Subramaniam comes to UBC’s faculty of medicine from the US National Cancer Institute (NCI) at the National Institutes of Health (NIH) where he led a research team that made seminal advances in molecular and cellular imaging using electron microscopy, including work on advancing vaccine design for viruses such as HIV. Subramaniam is also founding director of the National Cryo-EM Program at NCI, NIH.

As the Gobind Khorana Canada Excellence Research Chair in Precision Cancer Drug Design, Subramaniam will establish and direct a laboratory located at UBC, aimed at bringing about transformative discoveries in cancer, neuroscience and infectious disease. Subramaniam is appointed both in the department of urologic sciences and in biochemistry and molecular biology at UBC, and is linked to the precision cancer drug design program at the Vancouver Prostate Centre at VGH.

His research is supported by a philanthropic gift of $18 million made to VGH & UBC Hospital Foundation.
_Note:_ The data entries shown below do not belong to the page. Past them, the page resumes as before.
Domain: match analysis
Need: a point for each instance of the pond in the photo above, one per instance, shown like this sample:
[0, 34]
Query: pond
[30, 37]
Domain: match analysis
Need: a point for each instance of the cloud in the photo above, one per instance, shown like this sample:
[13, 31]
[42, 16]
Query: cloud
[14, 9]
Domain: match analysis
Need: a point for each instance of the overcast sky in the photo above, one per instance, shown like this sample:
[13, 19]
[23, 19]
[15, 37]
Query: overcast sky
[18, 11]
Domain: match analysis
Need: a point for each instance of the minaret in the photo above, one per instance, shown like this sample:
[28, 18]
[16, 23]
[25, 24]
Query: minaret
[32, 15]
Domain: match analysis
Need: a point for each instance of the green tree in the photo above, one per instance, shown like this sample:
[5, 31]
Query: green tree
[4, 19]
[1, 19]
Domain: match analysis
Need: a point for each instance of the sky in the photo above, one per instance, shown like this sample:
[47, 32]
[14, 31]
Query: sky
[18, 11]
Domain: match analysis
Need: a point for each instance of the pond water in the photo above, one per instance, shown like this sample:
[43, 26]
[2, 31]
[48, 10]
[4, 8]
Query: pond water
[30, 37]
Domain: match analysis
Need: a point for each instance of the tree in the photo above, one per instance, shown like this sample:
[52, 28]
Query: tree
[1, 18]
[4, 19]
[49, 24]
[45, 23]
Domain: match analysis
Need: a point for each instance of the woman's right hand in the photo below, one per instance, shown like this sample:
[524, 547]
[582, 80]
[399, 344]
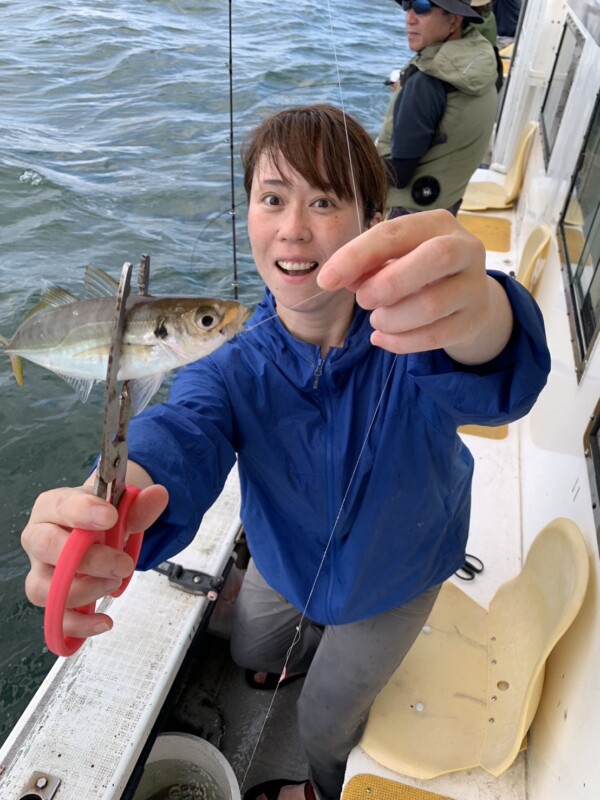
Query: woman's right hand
[103, 568]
He will work in close partnership with the Vancouver Prostate Centre at VGH.

“We would not be able to undertake this path aimed at leveraging advances in imaging technology to improve patient outcomes if it weren’t for the generous support of the donor, the Canadian government, and VGH & UBC Hospital Foundation,” said Subramaniam. “I am proud to be part of a team of outstanding researchers here in Vancouver, and working together to harness the true potential of cryo-EM to accelerate drug design. Our work has the potential to establish VGH, UBC and Canada at the forefront of the emerging era of precision medicine.”

I was not able to find much in the way of additional information about Subramaniam—other than this (from the High Resolution Electron Microscopy Lab Members webpage),

Sriram Subramaniam received his Ph.D. in Physical Chemistry from Stanford University and completed postdoctoral training in the Departments of Chemistry and Biology at M.I.T. [Massachusetts Institute of Technology] He is chief of the Biophysics Section in the Laboratory of Cell Biology at the Center for Cancer Research, National Cancer Institute. He holds a visiting faculty appointment at the Johns Hopkins University School of Medicine.

Welcome to both Orlando J. Rohas and Sriram Subramaniam!